Note that we have not yet explained how to align a sequence against an existing alignment. One possible approach would be to perform pairwise alignments of the new sequence with each sequence already in the seed alignment (we assume that any position in the seed alignment that is already a gap will remain one). Then we can add the new sequence onto the seed alignment based on the best pairwise alignment (this approach was previously described by Feng and Doolittle[4]).
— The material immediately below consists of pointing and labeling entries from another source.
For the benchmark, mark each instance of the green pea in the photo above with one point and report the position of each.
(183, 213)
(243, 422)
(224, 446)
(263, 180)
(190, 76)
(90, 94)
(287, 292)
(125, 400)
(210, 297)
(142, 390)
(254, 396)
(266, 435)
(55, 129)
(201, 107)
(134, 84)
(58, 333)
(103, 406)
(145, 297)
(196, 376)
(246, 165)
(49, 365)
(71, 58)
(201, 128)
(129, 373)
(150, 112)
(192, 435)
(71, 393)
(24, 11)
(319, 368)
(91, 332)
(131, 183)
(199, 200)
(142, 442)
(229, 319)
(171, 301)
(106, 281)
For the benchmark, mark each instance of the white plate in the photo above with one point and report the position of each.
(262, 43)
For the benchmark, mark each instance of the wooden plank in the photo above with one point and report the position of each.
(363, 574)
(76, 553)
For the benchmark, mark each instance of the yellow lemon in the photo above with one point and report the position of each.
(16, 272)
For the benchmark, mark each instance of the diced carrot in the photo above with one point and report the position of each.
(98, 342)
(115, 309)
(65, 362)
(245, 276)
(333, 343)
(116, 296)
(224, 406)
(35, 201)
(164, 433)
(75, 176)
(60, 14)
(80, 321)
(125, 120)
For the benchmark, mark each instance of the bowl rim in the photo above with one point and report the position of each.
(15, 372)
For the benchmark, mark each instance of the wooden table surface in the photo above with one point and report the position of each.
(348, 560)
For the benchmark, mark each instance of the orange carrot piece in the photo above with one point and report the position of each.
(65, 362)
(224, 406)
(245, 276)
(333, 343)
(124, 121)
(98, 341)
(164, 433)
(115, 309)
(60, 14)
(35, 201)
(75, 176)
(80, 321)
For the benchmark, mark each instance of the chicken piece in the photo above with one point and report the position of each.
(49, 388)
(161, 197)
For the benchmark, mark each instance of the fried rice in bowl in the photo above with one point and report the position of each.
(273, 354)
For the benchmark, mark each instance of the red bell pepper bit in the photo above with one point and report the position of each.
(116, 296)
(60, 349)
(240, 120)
Alternatively, we can devise a function for scoring the alignment of a sequence with another alignment (such scoring functions are often based on the pairwise sum of the scores at each position).

Design of better multiple sequence alignment tools is an active area of research. Section 2.7 details some of the current work in this field.